Canada: a collegiate approach to technology
Peter Alexander, acting chief executive of Australia’s Digital Transformation Agency, has high praise for Canada’s model of delivering digital and IT programmes.
“They have some really rigorous processes in terms of how they fund digital and ICT and then hold it to account in terms of delivery – it’s a very good model, we’re quite envious of them,” he says. “Rather than separating politicians and bureaucrats, senior ministers and officials have good discussions together and make decisions and then have good assurance and investment management processes.”
Paul Glover, president of Shared Services Canada, says this open, candid approach is all part of the maturity that the civil service is beginning to develop in terms of technology.
“We have realised for a number of years – and certainly over the last year with Covid – that policy is important, but it has to be deliverable. And, increasingly, that implies digital delivery. So we have gone out of our way to make sure that deputy ministers [the top officials in a department] like myself understand not just policy but also digital and operations.”
About two years ago, all deputy ministers took part in a digital bootcamp involving senior figures from the tech industry. “The goal was not to make them experts – the goal was to give them the tools to ask the right questions of their chief information officer, their chief financial officer,” he explains.

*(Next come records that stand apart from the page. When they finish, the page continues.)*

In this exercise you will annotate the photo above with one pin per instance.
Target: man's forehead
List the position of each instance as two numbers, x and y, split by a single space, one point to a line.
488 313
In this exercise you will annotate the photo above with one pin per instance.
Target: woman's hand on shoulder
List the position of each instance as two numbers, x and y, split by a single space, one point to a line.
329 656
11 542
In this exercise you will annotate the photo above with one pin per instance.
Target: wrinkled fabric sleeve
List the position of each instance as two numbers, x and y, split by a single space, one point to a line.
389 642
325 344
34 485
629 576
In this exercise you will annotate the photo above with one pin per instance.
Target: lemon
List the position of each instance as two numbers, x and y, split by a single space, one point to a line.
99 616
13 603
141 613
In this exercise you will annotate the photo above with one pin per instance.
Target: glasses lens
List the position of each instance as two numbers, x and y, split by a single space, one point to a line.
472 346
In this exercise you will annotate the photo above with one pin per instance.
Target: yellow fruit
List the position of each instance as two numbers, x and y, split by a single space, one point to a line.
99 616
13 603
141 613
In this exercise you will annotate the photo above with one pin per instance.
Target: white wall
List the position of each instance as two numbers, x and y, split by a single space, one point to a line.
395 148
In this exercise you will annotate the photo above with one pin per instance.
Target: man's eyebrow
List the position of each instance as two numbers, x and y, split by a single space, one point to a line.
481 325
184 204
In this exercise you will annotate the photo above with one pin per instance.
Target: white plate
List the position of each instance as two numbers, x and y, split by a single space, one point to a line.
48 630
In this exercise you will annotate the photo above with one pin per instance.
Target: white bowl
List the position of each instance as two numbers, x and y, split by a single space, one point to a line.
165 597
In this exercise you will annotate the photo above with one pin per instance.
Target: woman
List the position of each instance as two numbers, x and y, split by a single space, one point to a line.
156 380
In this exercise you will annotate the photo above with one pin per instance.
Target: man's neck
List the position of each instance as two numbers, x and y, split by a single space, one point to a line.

There has also been a clear instruction from Canada’s most senior civil servant – the clerk of the Privy Council – that information on existing and proposed digital systems should be included in advice to ministers. “They may have policy ambitions but we’ve got some work to do on those systems and, if they go faster than us, they could break them,” Glover explains.

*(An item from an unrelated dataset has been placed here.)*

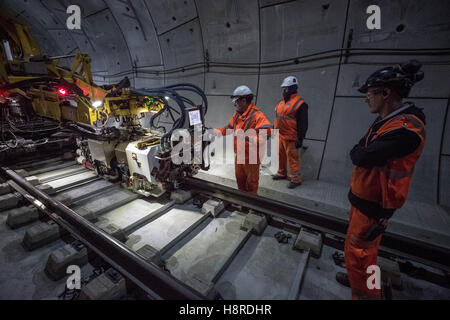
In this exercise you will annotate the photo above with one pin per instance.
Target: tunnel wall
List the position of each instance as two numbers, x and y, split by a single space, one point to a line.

He says that educating ministers about the technical debt inherent in old systems has led to greater investment, and this collegiate approach was a blessing when designing the response to Covid, as considerations about risk shifted from cost and schedule to execution and outcome.
“With some of the benefits we rolled out, ministers knew that we couldn’t develop a system so tight that there wouldn’t be some things that slipped through the cracks,” he says. “But the risk tolerance was understood and accepted, by both deputy ministers and ministers, because the outcome was clear. There were explicit conversations and I think that’s a game changer.”